O julgamento havia sido interrompido em fevereiro por um pedido de vista do ministro Humberto Gomes de Barros. Ao retomar o julgamento, ele acompanhou o relator, ministro Vicente Leal, para quem o índice a ser aplicado deve ser o IPC, pois não consegue encontrar base jurídica para a aplicação do BTNF, critério utilizado em um momento excepcional da vida nacional e que não reflete o real valor da inflação. Entendimento seguido também pelo ministro Cesar Asfor Rocha pelo ministro Ari Pargendler e entendeu que o BTNF deveria ser aplicado a esses casos.

Último a votar, o ministro Ruy Rosado de Aguiar acompanhou a divergência iniciada pelo ministro Ari Pargendler. Para ele, a Medida Provisória 168 repartiu as receitas depositadas em caderneta de poupança: os valores acima de 50 mil cruzados foram transferidos ao Banco Central e como poupança só restou o que era menor do que esse valor. O efeito da bipartição é que as instituições financeiras querem reajustar todos os contratos sem ter reajustado todas as poupanças. Mesmo votando nesse sentido, o voto de Ruy Rosado não conseguiu reverter a aplicação do IPC a esses casos.

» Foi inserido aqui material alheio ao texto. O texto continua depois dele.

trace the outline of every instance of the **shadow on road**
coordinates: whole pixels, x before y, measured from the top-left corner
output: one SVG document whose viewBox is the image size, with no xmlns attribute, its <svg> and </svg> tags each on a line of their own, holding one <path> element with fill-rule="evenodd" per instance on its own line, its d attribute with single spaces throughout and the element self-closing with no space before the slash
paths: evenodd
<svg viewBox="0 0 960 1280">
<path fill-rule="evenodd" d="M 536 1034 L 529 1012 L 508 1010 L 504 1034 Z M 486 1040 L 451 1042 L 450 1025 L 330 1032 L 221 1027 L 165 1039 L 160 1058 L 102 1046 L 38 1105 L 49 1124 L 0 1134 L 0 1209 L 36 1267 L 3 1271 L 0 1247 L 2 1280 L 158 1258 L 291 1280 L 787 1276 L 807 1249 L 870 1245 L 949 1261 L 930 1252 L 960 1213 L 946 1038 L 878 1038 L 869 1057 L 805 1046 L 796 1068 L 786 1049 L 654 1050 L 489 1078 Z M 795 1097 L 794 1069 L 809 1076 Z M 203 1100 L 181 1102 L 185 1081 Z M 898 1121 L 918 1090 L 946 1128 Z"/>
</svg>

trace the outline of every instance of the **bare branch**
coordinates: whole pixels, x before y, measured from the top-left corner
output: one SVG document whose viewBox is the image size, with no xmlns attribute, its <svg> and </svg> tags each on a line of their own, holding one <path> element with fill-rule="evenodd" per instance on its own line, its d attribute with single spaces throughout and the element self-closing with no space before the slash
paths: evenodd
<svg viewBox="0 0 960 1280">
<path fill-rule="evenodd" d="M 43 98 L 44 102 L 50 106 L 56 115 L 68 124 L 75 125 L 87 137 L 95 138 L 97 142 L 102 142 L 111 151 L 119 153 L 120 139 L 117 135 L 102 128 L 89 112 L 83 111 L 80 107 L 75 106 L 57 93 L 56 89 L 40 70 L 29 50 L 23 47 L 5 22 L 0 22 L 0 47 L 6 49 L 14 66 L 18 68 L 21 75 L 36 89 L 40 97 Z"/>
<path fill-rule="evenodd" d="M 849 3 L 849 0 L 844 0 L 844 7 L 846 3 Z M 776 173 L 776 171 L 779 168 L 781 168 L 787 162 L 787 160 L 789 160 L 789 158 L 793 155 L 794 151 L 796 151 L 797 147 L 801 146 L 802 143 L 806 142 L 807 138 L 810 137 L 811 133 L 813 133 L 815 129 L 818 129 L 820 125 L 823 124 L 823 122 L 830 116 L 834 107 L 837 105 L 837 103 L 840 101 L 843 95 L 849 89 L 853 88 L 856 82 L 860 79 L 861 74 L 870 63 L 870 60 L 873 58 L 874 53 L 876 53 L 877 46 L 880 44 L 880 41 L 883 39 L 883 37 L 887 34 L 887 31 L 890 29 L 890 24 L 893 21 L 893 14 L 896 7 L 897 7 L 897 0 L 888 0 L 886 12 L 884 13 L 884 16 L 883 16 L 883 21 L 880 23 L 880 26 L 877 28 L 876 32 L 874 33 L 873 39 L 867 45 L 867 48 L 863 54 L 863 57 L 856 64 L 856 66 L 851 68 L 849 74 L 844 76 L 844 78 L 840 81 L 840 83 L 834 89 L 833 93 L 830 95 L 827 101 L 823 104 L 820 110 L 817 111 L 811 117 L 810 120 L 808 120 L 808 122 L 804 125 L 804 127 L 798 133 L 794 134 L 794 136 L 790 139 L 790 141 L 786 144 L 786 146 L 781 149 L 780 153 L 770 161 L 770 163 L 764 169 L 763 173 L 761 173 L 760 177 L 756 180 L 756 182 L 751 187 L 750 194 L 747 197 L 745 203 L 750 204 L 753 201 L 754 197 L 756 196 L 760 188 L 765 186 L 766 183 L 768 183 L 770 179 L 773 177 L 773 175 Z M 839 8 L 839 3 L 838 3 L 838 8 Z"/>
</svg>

Votaram pelo IPC o relator, ministro Vicente Leal, Sálvio de Figueiredo, Barros Monteiro, Peçanha Martins, Gomes de Barros, Cesar Rocha, José Delgado, José Arnaldo, Felix Fischer, Eliana Calmon, Francisco Falcão e Franciulli Neto. Acompanhando a divergência, iniciada pelo voto do ministro Ari Pargendler, votaram os ministros Antônio de Pádua Ribeiro, Edson Vidigal, Fontes de Alencar, Ruy Rosado, Fernando Gonçalves e Gilson Dipp.

Com essa decisão, fica firmada a jurisprudência no STJ sobre o tema pois o índice vencedor – o IPC – recebeu votação de mais de onze dos 21 ministros que compõem a Corte Especial, formando maioria absoluta.

Anteriormente, em três processos julgados na Corte Especial dois definiram o BTNF como índice de reajuste das prestações e um o IPC, não havendo, ainda, uma decisão por maioria absoluta a estabelecer definitivamente a questão no âmbito do Tribunal. O caso anterior julgado sobre o assunto definiu o BTNF por 10 votos a 8 e, recentemente, a Corte Especial teve a sua composição alterada com as aposentadorias de Garcia Vieira e Milton Luiz Pereira, e o ingresso de Franciulli Netto.